To use Quackling, simply install `quackling` from your package manager, e.g. pip:

```sh
pip install quackling
```

## Usage

Quackling offers core capabilities (`quackling.core`), as well as framework integration components (`quackling.llama_index` and `quackling.langchain`).
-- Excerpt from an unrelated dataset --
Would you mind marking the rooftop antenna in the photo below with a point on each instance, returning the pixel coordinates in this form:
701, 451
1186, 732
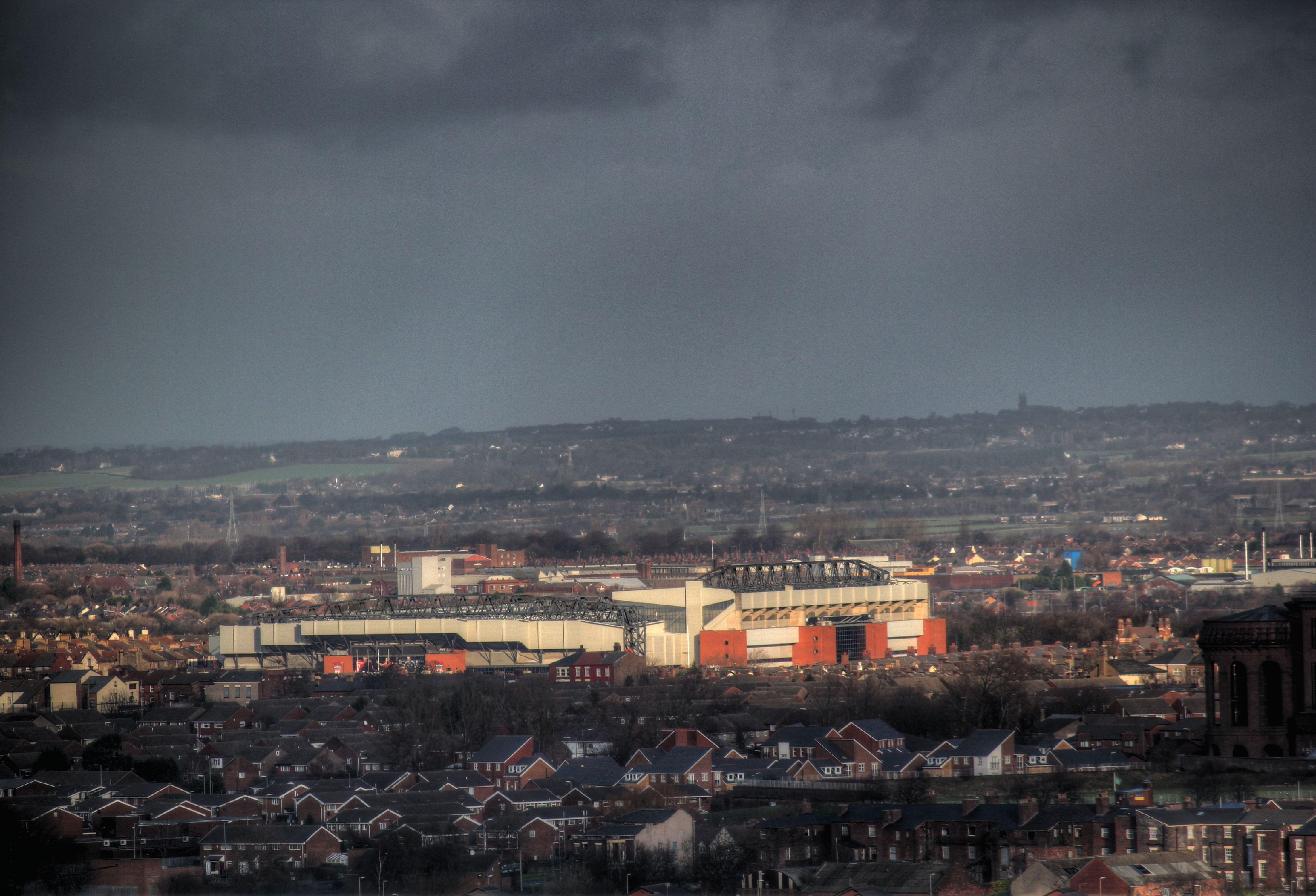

Below you find examples of both.

### Basic RAG

Here is a basic RAG pipeline using LlamaIndex:

> [!NOTE]
> To use as is, first `pip install llama-index-embeddings-huggingface llama-index-llms-huggingface-api`
> additionally to `quackling` to install the models.
> Otherwise, you can set `EMBED_MODEL` & `LLM` as desired, e.g. using
> [local models](https://docs.llamaindex.ai/en/stable/getting_started/starter_example_local).

```python
import os

from llama_index.core import VectorStoreIndex
from llama_index.embeddings.huggingface import HuggingFaceEmbedding
from llama_index.llms.huggingface_api import HuggingFaceInferenceAPI
from quackling.llama_index.node_parsers import HierarchicalJSONNodeParser
from quackling.llama_index.readers import DoclingPDFReader

DOCS = ["https://arxiv.org/pdf/2206.01062"]
QUESTION = "How many pages were human annotated?"
EMBED_MODEL = HuggingFaceEmbedding(model_name="BAAI/bge-small-en-v1.5")
LLM = HuggingFaceInferenceAPI(
    token=os.getenv("HF_TOKEN"),
    model_name="mistralai/Mistral-7B-Instruct-v0.3",
)

index = VectorStoreIndex.from_documents(
    documents=DoclingPDFReader(parse_type=DoclingPDFReader.ParseType.JSON).load_data(DOCS),
    embed_model=EMBED_MODEL,
    transformations=[HierarchicalJSONNodeParser()],
)
query_engine = index.as_query_engine(llm=LLM)
result = query_engine.query(QUESTION)
print(result.response)
# > 80K pages were human annotated
```

### Chunking

You can also use Quackling as a standalone with any pipeline.
For instance, to split the document to chunks based on document structure and returning pointers
to Docling document's nodes:

```python
from docling.document_converter import DocumentConverter
from quackling.core.chunkers import HierarchicalChunker

doc = DocumentConverter().convert_single("https://arxiv.org/pdf/2408.09869").output
chunks = list(HierarchicalChunker().chunk(doc))
# > [
# >     ChunkWithMetadata(
# >         path='$.main-text[4]',
# >         text='Docling Technical Report\n[...]',
# >         page=1,
# >         bbox=[117.56, 439.85, 494.07, 482.42]
# >     ),
# >     [...]
# > ]
```

## More examples

### LlamaIndex

- [Milvus basic RAG (dense embeddings)](examples/llama_index/basic_pipeline.ipynb)
- [Milvus hybrid RAG (dense & sparse embeddings combined e.g. via RRF) & reranker model usage](examples/llama_index/hybrid_pipeline.ipynb)
- [Milvus RAG also fetching native document metadata for search results](examples/llama_index/native_nodes.ipynb)
- [Local node transformations (e.g. embeddings)](examples/llama_index/node_transformations.ipynb)
- ...

### LangChain
- [Milvus basic RAG (dense embeddings)](examples/langchain/basic_pipeline.ipynb)

## Contributing

Please read [Contributing to Quackling](./CONTRIBUTING.md) for details.

## References

If you use Quackling in your projects, please consider citing the following:

```bib
@techreport{Docling,
  author = "Deep Search Team",
  month = 8,
  title = "Docling Technical Report",
  url = "https://arxiv.org/abs/2408.09869",
  eprint = "2408.09869",
  doi = "10.48550/arXiv.2408.09869",
  version = "1.0.0",
  year = 2024
}
```

## License

The Quackling codebase is under MIT license.
For individual component usage, please refer to the component licenses found in the original packages.